Il Museo ambientale del ‘700,  è situato a Piacenza in Via Roma n.80 ed è stato commissionato dalla famiglia Costa nell’ultimo quarto del XVII secolo. I Costa, fiorenti mercanti di tessuti e poi banchieri di origine genovese, furono fra le famiglie piacentine di maggior rilievo tra il Seicento e l’Ottocento. Nel 1880, con la morte del conte Giacomo, ultimo discendente della famiglia, il palazzo passò al figlio adottivo Pietro Ceresa, indi appartenne ai banchieri Raguzzi.

Nel 1934 venne acquistato all’asta giudiziaria dai Maggi, ai cui eredi appartiene tuttora in gran parte, mentre alcune sale del piano nobile sono di proprietà della Fondazione Horak, che vi ha allestito un piccolo museo ambientale aperto al pubblico su richiesta. La facciata del palazzo, con grande timpano centrale che mette in scena lo stemma Costa, è una raffinatissima opera rococò da collocarsi intorno alla metà del Settecento. L’impianto del palazzo è costituito dal consueto schema ad U, l’accesso al giardino, un tempo all’italiana ed oggi all’inglese, è de limitato da una scenografica balaustra in granito sulla quale sono collocate statue rappresentanti le Stagioni. Due sono gli accessi ai piani superiori: all’avanzato Settecento risale la scala con gradini di granito a sbalzo su pianta semiellittica, posta nell’ala sinistra del palazzo e che conduce ai piani residenziali, sulla destra è invece collocato lo scalone d’onore, opera di Ferdinando Galli Bibiena, dal quale si accede al piano nobile.

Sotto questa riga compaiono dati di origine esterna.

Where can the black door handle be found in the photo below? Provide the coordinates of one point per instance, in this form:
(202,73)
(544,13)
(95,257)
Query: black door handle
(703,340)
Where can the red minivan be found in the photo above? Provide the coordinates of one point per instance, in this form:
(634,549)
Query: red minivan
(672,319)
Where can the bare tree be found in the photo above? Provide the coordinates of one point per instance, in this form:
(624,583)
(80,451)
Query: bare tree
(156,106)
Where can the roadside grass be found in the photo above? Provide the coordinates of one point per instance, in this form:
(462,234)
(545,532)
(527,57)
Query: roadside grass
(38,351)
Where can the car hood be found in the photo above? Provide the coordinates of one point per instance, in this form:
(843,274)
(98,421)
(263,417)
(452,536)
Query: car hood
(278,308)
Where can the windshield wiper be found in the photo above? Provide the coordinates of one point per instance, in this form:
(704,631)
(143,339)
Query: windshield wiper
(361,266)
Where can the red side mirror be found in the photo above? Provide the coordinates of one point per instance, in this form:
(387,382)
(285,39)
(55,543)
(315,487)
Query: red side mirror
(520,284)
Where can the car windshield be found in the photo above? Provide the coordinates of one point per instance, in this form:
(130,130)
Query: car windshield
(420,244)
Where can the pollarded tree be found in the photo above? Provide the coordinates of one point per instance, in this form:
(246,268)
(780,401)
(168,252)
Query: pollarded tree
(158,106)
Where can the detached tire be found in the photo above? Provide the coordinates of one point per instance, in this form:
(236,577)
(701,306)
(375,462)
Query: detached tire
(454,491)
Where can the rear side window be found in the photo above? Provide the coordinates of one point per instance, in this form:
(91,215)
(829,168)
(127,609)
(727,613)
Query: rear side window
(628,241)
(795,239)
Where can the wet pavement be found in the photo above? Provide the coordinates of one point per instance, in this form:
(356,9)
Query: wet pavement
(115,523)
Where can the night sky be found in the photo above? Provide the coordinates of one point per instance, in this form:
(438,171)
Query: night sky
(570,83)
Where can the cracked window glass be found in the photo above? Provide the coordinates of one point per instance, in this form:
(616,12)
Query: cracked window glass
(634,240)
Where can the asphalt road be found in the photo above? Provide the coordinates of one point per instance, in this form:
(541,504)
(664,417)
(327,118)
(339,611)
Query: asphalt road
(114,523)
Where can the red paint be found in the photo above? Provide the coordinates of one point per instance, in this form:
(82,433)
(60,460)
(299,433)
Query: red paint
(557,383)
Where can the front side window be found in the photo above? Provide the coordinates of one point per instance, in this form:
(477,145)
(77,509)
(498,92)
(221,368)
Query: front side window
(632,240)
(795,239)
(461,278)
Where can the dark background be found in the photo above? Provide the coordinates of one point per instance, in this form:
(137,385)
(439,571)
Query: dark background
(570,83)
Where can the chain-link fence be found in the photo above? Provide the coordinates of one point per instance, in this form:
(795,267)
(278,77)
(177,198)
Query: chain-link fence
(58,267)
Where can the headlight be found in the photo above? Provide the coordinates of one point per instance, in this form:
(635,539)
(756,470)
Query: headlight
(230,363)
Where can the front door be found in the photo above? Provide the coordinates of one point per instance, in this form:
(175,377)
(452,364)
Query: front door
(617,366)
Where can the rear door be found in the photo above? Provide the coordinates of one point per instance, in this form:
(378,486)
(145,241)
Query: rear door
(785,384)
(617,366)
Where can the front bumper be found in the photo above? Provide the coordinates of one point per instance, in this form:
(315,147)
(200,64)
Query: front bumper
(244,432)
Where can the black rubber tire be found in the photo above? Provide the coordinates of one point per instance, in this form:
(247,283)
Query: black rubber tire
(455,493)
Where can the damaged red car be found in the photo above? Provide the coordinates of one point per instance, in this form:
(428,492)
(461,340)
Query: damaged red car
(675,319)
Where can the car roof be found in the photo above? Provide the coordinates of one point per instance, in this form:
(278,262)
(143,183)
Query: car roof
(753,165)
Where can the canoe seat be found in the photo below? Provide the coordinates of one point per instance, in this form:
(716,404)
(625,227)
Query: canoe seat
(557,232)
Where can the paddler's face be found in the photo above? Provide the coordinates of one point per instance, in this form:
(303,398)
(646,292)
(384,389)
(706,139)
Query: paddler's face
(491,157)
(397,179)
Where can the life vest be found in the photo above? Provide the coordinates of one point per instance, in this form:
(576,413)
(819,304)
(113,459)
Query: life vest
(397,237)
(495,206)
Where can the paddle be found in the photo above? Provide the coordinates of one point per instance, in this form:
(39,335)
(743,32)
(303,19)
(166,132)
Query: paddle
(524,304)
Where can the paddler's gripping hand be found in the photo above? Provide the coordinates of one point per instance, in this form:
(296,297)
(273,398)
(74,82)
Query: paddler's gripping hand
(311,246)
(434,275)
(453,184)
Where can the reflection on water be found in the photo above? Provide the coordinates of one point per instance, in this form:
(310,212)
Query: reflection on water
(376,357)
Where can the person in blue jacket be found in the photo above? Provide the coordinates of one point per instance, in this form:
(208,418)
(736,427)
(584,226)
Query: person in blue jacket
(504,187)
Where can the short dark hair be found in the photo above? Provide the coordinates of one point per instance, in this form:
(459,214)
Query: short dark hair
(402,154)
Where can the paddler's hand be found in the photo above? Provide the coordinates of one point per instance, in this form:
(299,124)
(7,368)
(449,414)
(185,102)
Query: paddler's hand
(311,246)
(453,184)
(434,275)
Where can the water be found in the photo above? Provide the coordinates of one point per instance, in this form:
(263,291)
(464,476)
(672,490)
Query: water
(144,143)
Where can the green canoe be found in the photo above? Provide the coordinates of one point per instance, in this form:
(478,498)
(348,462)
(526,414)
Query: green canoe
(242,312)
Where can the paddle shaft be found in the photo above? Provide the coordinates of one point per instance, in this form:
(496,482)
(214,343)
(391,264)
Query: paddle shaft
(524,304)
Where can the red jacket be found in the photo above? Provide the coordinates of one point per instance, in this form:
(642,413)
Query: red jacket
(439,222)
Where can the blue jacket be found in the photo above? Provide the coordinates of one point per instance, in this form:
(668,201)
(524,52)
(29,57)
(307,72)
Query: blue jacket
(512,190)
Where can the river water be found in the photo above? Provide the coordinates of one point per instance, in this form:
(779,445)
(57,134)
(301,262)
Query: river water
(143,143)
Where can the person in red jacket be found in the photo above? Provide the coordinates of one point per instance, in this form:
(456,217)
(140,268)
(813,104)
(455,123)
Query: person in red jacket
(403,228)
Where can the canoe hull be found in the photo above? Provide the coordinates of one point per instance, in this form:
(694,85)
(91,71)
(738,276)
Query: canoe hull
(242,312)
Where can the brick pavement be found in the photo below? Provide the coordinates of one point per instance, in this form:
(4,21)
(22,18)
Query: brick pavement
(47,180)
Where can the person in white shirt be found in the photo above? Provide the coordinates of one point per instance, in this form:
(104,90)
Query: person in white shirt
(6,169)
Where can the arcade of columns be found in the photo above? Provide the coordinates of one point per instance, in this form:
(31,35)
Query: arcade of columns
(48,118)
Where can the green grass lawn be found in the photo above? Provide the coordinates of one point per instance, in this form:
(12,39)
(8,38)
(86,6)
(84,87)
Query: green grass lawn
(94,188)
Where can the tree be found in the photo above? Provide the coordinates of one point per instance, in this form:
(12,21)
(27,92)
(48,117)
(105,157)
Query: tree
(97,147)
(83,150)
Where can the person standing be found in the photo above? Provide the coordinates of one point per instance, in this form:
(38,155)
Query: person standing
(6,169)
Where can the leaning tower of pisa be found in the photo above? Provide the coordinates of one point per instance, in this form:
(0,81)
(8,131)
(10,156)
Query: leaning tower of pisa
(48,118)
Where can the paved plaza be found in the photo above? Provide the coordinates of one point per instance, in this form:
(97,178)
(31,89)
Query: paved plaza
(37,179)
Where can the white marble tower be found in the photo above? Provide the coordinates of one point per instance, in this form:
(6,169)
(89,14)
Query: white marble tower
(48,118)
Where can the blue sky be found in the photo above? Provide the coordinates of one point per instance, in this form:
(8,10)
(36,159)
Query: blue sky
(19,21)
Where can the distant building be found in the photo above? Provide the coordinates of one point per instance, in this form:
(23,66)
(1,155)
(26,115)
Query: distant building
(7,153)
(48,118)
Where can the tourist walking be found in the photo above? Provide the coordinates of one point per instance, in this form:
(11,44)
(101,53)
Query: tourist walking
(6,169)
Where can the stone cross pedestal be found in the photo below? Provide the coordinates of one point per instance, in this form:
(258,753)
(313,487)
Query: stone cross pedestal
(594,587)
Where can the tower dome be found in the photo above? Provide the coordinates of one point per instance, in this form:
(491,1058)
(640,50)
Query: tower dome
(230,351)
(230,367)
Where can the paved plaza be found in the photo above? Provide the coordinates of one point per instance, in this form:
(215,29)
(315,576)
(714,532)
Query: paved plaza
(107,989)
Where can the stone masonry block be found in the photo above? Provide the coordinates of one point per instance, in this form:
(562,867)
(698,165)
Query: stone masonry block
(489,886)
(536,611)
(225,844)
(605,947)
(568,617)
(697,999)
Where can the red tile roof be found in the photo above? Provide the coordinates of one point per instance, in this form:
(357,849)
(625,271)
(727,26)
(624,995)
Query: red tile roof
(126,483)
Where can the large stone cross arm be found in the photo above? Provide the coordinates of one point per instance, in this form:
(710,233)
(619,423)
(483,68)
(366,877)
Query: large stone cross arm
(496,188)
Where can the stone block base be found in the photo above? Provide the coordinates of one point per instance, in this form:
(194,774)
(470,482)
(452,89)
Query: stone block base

Ornano la scala quattro grandi statue collocati entro nicchie e rappresentanti Afrodite, Giunone, Flora e Pomona. Al primo piano si trova il celebre salone riccamente decorato da Ferdinando Galli Bibiena, autore delle architetture dipinte che creano uno straordinario effetto di dilatazione spaziale, ed Evangelista Draghi, autore della decorazione mitologica del soffitto che rappresenta le nozze di Bacco e Arianna.

IL MUSEO
Un museo d’atmosfera, più che un’ atmosfera da museo : questa é la sensazione che prova il visitatore percorrendo le sale del museo della Fondazione Horak a
Palazzo Costa, nel centro di Piacenza. Per fortuna questo museo ambientale é
rimasto indenne da ogni tipo di euforia d’avanguardia museologica, per cui un sapore vagamente “vissuto” esalta e sottolinea lo splendore e la bellezza degli
ambienti. E qui “vissuto” ha solo il segno positivo del termine: infatti non si tratta della solita esposizione di opere d’arte, bella, naturalmente, ma fredda.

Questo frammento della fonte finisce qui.